Western economies still feeling untold damage
The current market volatility around Europe should come as no surprise. The supposed magic wand of the long term refinancing operation (LTRO) was nothing more than another ‘kick the can’ policy from our eminent political and monetary leaders.
The LTRO billions were supposed to buy time for the politicians to deal with the crisis. However, this intermission did not even last 10 weeks before a Spanish banking crisis and European elections quickly overtook the politicians as they were busy celebrating the most recent of many ‘successes’ in solving the crisis.
This leads directly to an important question for investors and asset managers alike: is our current policy mix going to solve this global crisis or only ‘extend and pretend’ the real issues before we get to another ugly end game?
Looking at the hard evidence first, we have embarked on the greatest stimulus package the world has ever seen – or even contemplated. It is so significant that if one was to add all previous stimulus packages, fiscal and monetary, since the 1940s, the current policies are greater than the sum of all previous efforts put together. Furthermore, it will soon outweigh all bailouts including the Great Depression.
The result of this stimulus has been one of the worst economic rebounds ever seen in the developed markets.

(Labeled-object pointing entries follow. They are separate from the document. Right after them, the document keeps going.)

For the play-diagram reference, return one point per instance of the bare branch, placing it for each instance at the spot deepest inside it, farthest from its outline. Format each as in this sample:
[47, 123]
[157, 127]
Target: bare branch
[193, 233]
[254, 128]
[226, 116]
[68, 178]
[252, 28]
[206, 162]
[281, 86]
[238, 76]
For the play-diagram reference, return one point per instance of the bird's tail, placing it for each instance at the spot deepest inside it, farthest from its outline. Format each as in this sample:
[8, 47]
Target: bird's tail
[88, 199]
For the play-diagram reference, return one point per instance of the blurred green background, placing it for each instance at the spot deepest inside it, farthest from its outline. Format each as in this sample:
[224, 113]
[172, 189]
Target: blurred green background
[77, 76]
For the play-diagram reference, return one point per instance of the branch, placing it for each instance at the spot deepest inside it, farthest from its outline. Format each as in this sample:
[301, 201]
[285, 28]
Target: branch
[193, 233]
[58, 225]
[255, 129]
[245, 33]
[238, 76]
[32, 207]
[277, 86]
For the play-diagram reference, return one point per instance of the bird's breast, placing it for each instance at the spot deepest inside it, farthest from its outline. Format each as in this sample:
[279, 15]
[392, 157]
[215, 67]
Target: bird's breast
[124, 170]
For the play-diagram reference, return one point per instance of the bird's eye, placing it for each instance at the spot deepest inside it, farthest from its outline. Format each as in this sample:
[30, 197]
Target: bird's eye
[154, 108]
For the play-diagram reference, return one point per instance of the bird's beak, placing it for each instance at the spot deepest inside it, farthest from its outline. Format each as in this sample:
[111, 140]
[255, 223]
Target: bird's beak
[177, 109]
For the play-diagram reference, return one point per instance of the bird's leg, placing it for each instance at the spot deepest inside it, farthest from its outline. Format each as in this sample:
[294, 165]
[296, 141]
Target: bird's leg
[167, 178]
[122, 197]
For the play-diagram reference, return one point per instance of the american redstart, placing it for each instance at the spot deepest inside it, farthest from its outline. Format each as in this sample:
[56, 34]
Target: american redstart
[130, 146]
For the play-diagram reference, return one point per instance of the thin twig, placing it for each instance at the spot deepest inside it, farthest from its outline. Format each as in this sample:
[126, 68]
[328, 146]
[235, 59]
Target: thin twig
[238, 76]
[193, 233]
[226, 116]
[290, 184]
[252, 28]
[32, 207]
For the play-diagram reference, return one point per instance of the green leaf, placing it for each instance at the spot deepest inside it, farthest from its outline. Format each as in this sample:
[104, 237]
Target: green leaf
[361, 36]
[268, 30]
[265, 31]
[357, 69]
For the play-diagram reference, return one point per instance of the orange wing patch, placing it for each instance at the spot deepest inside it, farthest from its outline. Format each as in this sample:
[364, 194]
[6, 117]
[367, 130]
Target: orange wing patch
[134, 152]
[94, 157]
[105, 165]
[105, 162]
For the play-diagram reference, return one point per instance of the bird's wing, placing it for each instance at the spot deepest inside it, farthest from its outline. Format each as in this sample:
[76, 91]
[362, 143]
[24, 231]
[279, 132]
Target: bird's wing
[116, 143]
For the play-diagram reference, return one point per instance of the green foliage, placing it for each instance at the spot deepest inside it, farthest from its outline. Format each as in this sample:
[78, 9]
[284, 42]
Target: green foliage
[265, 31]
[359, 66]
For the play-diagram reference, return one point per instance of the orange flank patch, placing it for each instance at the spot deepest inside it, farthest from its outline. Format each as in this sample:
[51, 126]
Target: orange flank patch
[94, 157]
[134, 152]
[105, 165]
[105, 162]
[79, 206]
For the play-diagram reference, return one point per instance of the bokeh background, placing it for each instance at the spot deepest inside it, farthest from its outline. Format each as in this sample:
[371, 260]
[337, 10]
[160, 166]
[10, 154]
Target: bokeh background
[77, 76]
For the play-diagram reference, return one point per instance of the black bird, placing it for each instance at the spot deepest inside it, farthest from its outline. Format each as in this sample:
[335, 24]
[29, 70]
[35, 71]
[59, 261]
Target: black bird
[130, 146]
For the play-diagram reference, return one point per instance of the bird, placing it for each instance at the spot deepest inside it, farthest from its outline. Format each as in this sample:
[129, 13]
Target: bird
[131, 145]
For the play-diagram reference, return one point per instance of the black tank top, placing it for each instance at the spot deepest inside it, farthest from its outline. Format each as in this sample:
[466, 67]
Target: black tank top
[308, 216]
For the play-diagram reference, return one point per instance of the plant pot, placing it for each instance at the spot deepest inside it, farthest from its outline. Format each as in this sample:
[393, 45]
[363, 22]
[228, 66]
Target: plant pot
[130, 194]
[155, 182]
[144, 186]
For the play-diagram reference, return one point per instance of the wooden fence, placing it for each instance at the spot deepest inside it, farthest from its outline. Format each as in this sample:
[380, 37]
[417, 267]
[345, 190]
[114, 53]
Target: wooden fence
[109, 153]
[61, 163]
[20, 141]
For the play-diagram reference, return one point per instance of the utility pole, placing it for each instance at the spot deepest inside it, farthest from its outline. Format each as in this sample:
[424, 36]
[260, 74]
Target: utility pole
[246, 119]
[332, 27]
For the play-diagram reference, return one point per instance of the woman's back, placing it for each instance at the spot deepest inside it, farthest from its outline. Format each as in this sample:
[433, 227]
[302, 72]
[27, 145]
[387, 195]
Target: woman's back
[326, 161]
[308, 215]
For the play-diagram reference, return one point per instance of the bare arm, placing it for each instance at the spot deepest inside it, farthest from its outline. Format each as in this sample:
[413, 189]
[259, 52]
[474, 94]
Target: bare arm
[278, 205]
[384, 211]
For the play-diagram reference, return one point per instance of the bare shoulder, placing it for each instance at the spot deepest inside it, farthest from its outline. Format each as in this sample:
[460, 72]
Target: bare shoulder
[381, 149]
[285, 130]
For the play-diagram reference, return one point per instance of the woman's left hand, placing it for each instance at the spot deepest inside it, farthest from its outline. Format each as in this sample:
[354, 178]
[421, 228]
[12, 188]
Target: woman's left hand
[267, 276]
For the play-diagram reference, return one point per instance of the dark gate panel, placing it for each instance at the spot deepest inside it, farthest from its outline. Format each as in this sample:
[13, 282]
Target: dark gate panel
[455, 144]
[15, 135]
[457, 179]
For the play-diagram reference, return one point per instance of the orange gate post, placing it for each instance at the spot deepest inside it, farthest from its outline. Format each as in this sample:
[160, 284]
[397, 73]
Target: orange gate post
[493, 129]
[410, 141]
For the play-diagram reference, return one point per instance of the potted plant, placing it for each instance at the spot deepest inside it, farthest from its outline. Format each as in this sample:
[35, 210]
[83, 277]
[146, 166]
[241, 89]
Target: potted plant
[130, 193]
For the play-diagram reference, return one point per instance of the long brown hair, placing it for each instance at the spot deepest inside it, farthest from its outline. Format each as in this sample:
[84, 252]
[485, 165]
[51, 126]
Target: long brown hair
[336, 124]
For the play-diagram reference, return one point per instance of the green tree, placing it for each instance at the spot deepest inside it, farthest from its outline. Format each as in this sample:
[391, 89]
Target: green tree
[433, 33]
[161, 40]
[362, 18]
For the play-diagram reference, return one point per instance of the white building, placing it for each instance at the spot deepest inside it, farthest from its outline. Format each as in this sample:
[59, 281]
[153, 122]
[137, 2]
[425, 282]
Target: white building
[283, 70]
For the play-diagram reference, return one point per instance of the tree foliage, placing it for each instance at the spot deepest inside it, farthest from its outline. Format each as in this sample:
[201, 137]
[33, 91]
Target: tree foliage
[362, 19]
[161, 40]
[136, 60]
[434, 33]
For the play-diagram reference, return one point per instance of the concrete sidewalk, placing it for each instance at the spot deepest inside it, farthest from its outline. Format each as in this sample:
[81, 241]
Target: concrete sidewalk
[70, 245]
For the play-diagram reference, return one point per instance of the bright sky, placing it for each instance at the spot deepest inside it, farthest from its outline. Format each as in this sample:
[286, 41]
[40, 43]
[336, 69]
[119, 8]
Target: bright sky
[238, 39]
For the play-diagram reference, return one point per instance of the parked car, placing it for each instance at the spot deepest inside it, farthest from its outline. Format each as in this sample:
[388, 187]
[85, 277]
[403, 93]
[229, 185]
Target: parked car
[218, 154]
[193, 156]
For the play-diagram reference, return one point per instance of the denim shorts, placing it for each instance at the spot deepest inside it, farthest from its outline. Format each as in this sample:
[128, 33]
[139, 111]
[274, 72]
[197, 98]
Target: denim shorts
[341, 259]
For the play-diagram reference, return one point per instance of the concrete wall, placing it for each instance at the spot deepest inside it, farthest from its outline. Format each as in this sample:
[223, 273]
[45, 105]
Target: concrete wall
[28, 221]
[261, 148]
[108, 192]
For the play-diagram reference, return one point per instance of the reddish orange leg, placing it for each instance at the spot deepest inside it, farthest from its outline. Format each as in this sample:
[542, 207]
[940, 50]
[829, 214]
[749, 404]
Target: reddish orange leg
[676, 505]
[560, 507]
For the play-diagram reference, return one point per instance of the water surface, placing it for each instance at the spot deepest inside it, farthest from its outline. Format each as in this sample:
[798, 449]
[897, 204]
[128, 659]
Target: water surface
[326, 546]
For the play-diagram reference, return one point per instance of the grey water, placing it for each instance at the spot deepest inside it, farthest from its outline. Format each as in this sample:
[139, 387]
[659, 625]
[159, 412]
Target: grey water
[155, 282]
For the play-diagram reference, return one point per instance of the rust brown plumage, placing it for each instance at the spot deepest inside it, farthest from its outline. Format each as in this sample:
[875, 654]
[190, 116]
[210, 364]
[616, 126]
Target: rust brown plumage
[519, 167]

The UK, without even reaching previous output levels, has fallen back into a double-dip recession and the US job recovery is the slowest and most protracted on record. As for Europe, with the exception of Germany, domestic economies have barely moved anywhere but down since the dark days of 2008. It is interesting to note that the scale of the recovery is not that closely related with the size of the fiscal stimulus in different western countries – extra spending has not correlated well with extra growth.
Emerging markets (EMs) also participated in this massive stimulus. But unlike the low multiplier recoveries in the West, the EM countries boomed on the back of a massive credit explosion in their own economies.
In Brazil and China the expansion of credit since the crisis has grown at a faster rate than it ever did in the west. The effects of this can be seen now in some of the Bric nations, such as China and India. The side effects of such rapid credit also has unintended inflationary consequences in the developed markets.
The outcome of all this stimulus clearly indicates that this is not just a cyclical slowdown, but rather indicates something much more structural has gone wrong in developed market economies. Commentators can point to their deleveraging as a positive development, and they would probably have a point.
However, given the scale of the fiscal spending and stimulus provided by governments, we have seen no real deleveraging at the aggregate level.